Principal’s Grant of Authority

  • Many state statutes set forth certain actions that an agent cannot undertake on a principal’s behalf unless the principal specifically granted those powers in the power of attorney.
  • Examples include changing beneficiaries or survivorship interests, or waiving the principal’s interest in a joint and survivor annuity.
  • Plan administrators should not assume that broad, general grants of authority set forth in a power of attorney necessarily authorize the agent to take all actions with respect to a principal’s retirement benefits.

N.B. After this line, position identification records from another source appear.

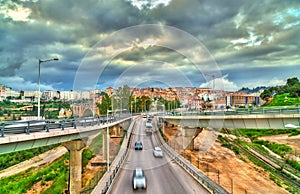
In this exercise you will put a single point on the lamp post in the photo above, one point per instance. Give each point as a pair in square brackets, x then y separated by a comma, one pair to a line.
[39, 87]
[107, 141]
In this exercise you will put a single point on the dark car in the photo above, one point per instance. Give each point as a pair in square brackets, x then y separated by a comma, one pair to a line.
[138, 145]
[139, 179]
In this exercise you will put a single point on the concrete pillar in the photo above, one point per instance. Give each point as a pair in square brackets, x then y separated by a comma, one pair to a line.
[189, 134]
[116, 130]
[75, 148]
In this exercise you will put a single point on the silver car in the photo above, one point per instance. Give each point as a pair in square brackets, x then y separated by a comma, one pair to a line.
[157, 152]
[139, 179]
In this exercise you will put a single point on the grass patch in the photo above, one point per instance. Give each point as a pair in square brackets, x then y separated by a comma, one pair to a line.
[10, 159]
[254, 133]
[58, 172]
[97, 144]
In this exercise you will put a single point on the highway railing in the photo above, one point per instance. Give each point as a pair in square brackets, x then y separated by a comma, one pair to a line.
[239, 111]
[205, 181]
[106, 182]
[30, 126]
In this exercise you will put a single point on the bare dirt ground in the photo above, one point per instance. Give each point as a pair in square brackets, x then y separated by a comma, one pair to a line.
[293, 142]
[225, 167]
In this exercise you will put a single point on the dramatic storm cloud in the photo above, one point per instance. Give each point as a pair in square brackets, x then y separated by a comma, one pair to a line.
[238, 43]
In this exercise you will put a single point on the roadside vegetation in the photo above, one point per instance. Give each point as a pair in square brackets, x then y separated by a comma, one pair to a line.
[10, 159]
[52, 178]
[13, 111]
[288, 94]
[288, 169]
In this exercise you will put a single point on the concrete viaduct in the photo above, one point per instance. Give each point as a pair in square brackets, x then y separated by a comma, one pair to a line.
[191, 126]
[75, 139]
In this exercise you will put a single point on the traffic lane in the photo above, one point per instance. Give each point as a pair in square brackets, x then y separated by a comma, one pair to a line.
[165, 178]
[163, 175]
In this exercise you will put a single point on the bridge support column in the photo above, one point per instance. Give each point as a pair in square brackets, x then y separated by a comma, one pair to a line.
[116, 130]
[75, 148]
[189, 134]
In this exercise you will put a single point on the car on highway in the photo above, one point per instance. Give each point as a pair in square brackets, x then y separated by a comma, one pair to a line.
[157, 152]
[138, 145]
[139, 179]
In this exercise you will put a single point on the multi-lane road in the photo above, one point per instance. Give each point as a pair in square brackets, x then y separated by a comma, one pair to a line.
[163, 175]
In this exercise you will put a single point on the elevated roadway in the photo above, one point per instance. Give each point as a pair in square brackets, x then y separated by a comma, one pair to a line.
[163, 174]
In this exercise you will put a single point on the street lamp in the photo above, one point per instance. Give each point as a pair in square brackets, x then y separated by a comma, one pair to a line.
[39, 87]
[107, 140]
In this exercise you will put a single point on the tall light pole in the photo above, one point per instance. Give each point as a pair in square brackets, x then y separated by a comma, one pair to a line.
[39, 87]
[107, 140]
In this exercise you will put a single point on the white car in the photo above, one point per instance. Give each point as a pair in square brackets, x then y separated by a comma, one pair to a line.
[139, 179]
[157, 152]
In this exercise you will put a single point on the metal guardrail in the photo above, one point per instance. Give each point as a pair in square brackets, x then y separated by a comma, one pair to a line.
[209, 184]
[109, 177]
[27, 127]
[115, 171]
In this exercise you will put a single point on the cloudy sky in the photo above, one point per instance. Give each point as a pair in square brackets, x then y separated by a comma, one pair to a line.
[167, 43]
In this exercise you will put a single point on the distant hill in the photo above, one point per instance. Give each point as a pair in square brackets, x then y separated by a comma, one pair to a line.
[291, 87]
[289, 94]
[253, 90]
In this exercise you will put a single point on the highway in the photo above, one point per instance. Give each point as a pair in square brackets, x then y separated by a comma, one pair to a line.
[163, 175]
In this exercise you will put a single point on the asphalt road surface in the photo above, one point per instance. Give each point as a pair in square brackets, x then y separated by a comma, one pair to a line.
[163, 175]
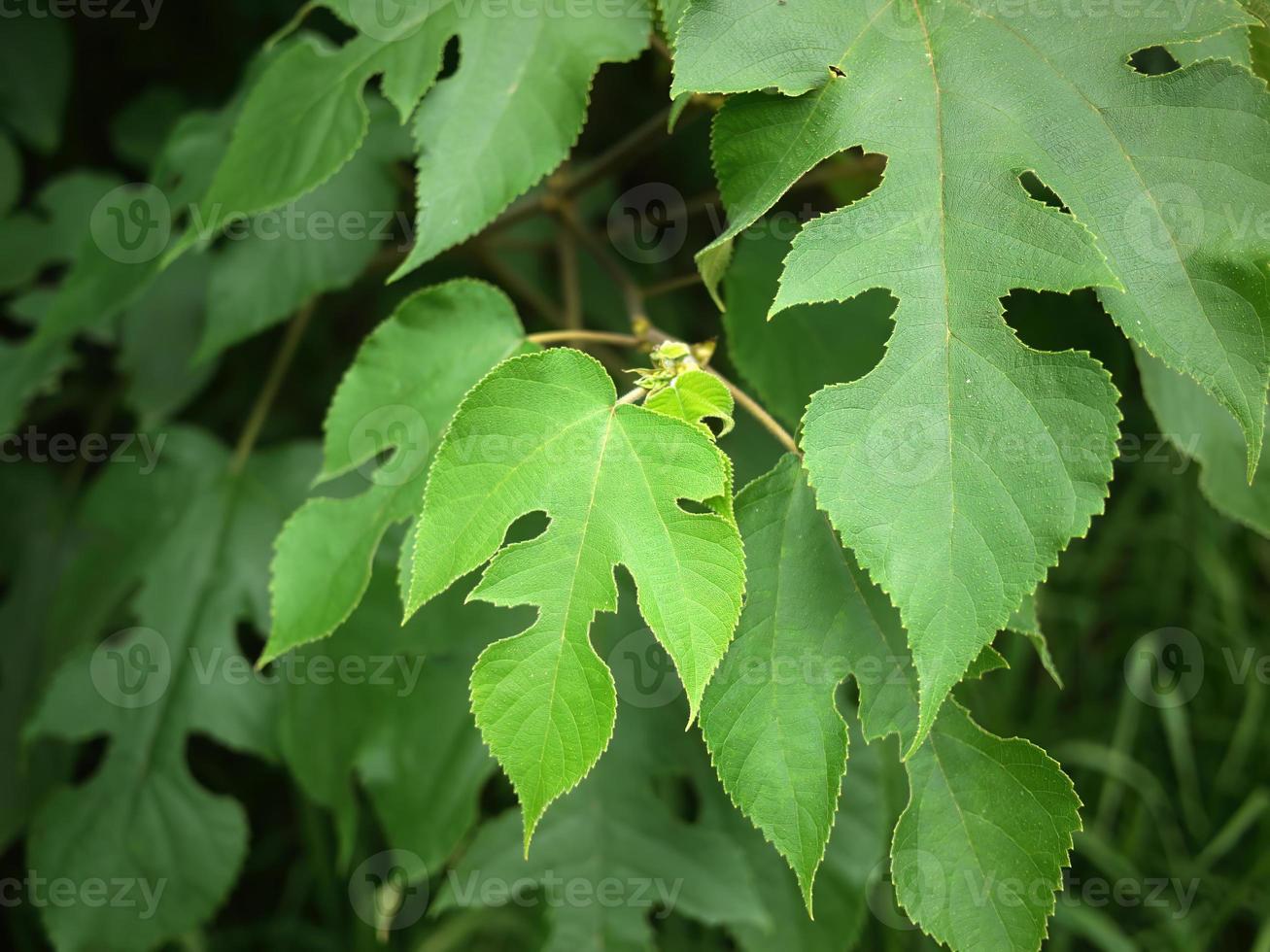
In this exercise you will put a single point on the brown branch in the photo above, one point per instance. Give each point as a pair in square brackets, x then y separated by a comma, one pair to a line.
[272, 384]
[669, 285]
[599, 336]
[520, 287]
[566, 254]
[753, 408]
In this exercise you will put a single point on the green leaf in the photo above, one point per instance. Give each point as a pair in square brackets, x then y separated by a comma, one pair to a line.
[964, 462]
[979, 849]
[157, 336]
[856, 849]
[1183, 274]
[11, 174]
[34, 77]
[143, 815]
[787, 359]
[695, 396]
[769, 717]
[397, 721]
[485, 133]
[399, 395]
[1202, 430]
[616, 840]
[544, 433]
[314, 245]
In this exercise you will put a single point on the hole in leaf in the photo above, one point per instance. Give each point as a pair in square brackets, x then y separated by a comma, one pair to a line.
[1041, 191]
[526, 527]
[1153, 61]
[449, 58]
[497, 796]
[681, 795]
[691, 505]
[87, 758]
[249, 642]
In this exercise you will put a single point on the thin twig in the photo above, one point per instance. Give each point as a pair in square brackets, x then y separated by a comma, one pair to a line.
[677, 284]
[758, 413]
[627, 150]
[599, 336]
[624, 152]
[520, 287]
[566, 253]
[272, 384]
[633, 294]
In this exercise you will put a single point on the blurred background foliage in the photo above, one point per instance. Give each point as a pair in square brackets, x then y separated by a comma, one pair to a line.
[1178, 794]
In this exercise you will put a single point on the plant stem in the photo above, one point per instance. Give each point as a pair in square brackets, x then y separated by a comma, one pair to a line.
[566, 252]
[666, 287]
[272, 382]
[521, 289]
[753, 408]
[633, 294]
[597, 336]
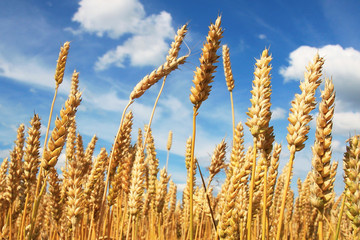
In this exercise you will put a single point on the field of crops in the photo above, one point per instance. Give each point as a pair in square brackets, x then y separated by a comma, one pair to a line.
[121, 193]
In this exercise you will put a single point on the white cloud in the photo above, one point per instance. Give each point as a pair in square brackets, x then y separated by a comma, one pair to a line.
[113, 17]
[262, 36]
[146, 44]
[341, 65]
[346, 123]
[29, 70]
[278, 113]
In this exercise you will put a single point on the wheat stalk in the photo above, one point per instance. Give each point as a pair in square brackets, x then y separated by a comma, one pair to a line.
[299, 118]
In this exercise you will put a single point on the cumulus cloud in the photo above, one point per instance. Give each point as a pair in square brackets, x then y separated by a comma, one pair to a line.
[146, 44]
[29, 70]
[346, 123]
[262, 36]
[341, 65]
[16, 66]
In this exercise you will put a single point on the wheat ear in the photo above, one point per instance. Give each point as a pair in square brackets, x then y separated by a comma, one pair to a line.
[299, 118]
[323, 181]
[258, 121]
[352, 186]
[168, 147]
[202, 79]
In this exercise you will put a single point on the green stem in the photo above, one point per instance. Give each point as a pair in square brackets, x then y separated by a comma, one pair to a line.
[251, 192]
[153, 111]
[340, 217]
[285, 190]
[192, 175]
[263, 219]
[232, 112]
[207, 197]
[110, 161]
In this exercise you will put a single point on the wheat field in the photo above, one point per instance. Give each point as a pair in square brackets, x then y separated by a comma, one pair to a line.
[122, 193]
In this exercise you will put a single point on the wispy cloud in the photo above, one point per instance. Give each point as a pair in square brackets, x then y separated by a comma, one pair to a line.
[146, 44]
[340, 65]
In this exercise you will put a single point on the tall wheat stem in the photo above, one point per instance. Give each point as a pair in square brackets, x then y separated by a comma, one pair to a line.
[251, 191]
[110, 161]
[285, 190]
[264, 215]
[153, 111]
[232, 111]
[191, 226]
[37, 193]
[207, 198]
[320, 227]
[340, 217]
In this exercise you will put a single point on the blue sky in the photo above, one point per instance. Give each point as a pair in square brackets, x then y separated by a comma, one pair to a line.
[115, 43]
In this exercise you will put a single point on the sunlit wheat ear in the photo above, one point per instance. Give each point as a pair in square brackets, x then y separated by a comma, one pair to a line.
[161, 190]
[14, 176]
[237, 152]
[204, 74]
[258, 122]
[153, 164]
[60, 131]
[122, 143]
[352, 186]
[259, 112]
[299, 118]
[217, 160]
[155, 76]
[302, 105]
[200, 92]
[229, 80]
[56, 207]
[32, 153]
[272, 174]
[3, 170]
[96, 172]
[176, 44]
[168, 147]
[60, 66]
[137, 184]
[227, 68]
[323, 183]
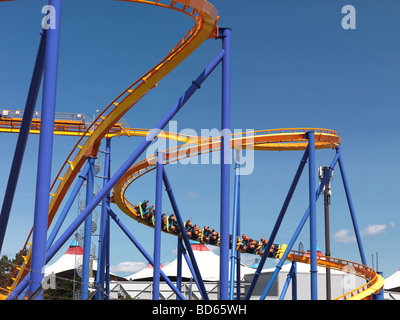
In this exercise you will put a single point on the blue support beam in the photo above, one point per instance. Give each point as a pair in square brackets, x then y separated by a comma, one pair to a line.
[157, 226]
[87, 241]
[235, 229]
[67, 207]
[104, 224]
[43, 182]
[179, 265]
[351, 208]
[185, 237]
[278, 223]
[134, 156]
[22, 137]
[299, 228]
[313, 215]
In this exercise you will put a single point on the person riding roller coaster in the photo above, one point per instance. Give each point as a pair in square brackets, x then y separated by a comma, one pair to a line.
[244, 244]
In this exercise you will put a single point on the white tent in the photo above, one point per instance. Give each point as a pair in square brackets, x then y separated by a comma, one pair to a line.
[207, 261]
[72, 260]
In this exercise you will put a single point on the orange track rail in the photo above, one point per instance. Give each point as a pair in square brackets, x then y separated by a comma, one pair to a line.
[280, 140]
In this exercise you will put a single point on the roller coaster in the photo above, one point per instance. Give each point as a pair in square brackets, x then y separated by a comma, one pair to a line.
[24, 282]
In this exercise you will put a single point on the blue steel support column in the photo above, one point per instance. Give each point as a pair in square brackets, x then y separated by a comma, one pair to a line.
[234, 228]
[134, 156]
[87, 240]
[67, 207]
[103, 243]
[313, 215]
[237, 251]
[351, 207]
[299, 228]
[225, 165]
[39, 237]
[157, 226]
[185, 237]
[179, 266]
[294, 281]
[278, 223]
[22, 137]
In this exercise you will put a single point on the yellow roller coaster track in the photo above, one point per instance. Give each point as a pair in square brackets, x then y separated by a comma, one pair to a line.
[205, 18]
[278, 139]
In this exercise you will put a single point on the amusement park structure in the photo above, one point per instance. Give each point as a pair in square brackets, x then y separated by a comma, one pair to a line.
[42, 242]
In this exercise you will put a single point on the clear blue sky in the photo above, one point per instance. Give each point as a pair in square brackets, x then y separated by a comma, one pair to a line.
[293, 65]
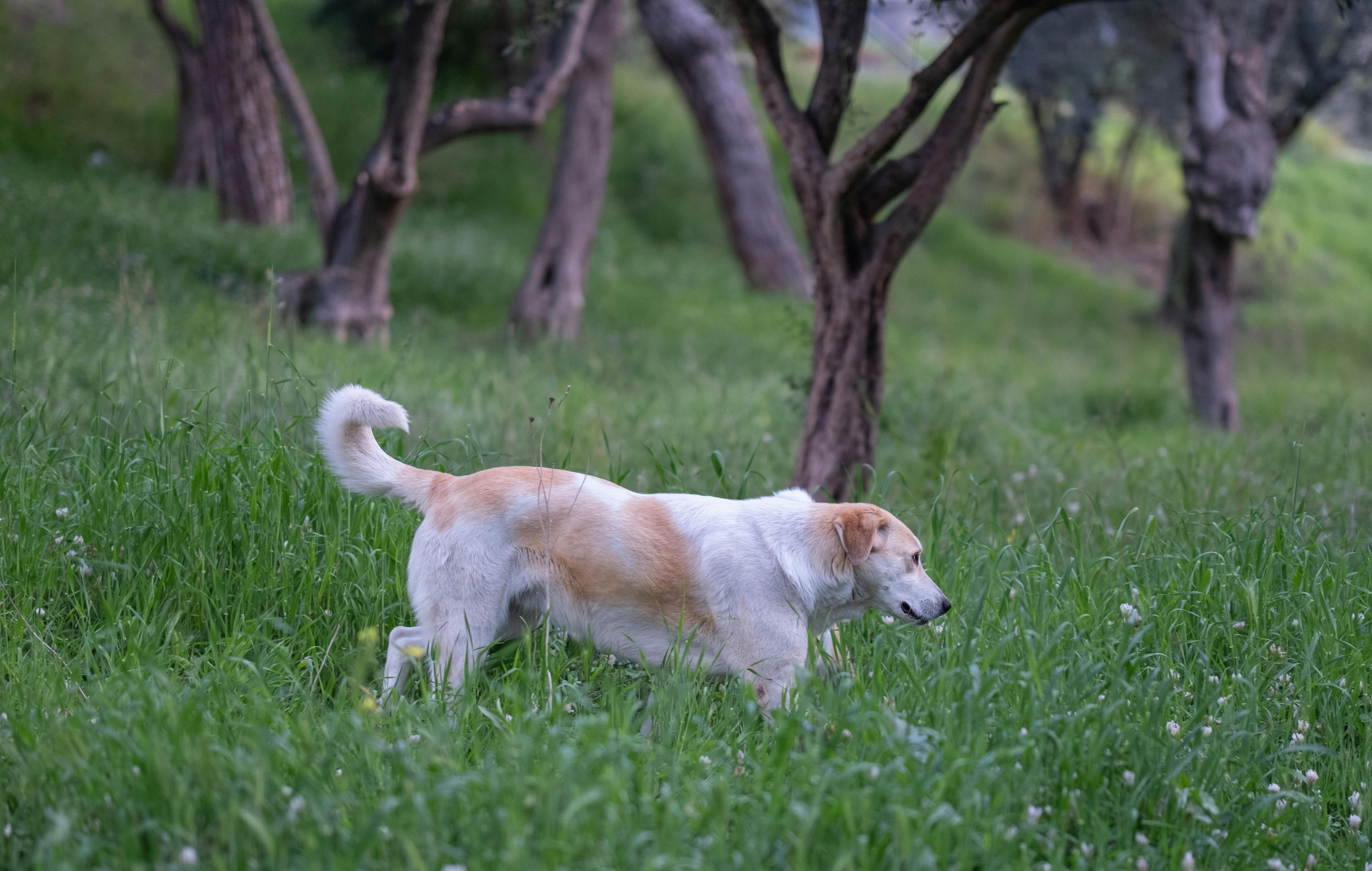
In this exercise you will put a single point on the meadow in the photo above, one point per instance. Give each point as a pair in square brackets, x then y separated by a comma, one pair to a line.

Agent’s Acceptance of Authority

  • Under some state statutes, an agent is not authorized to act on behalf of a principal unless the agent has executed a signed acknowledgment of their duties as an agent.
  • Even if a power of attorney has been validly executed under such a statute, plan administrators should not accept instruction from the agent before receiving the required acknowledgment form signed by the agent.

Principal’s or Agent’s Incapacity

  • Some powers of attorney may stipulate that they do not take effect unless the principal becomes incapacitated.
  • Others may stipulate that a successor agent will replace the original agent if the original agent becomes incapacitated.
  • Most powers of attorney usually set forth their own criteria for determining incapacity.
  • When dealing with a power of attorney that does not define incapacity, the governing state statute should be consulted.

Memorializing the Analysis

  • The best practice when processing an agent’s request with respect to retirement or health & welfare benefits is to memorialize the analysis used to determine the validity and scope of the power of attorney.
  • This task can be accomplished reliably and efficiently with the assistance of counsel who has experience reviewing powers of attorney across many states.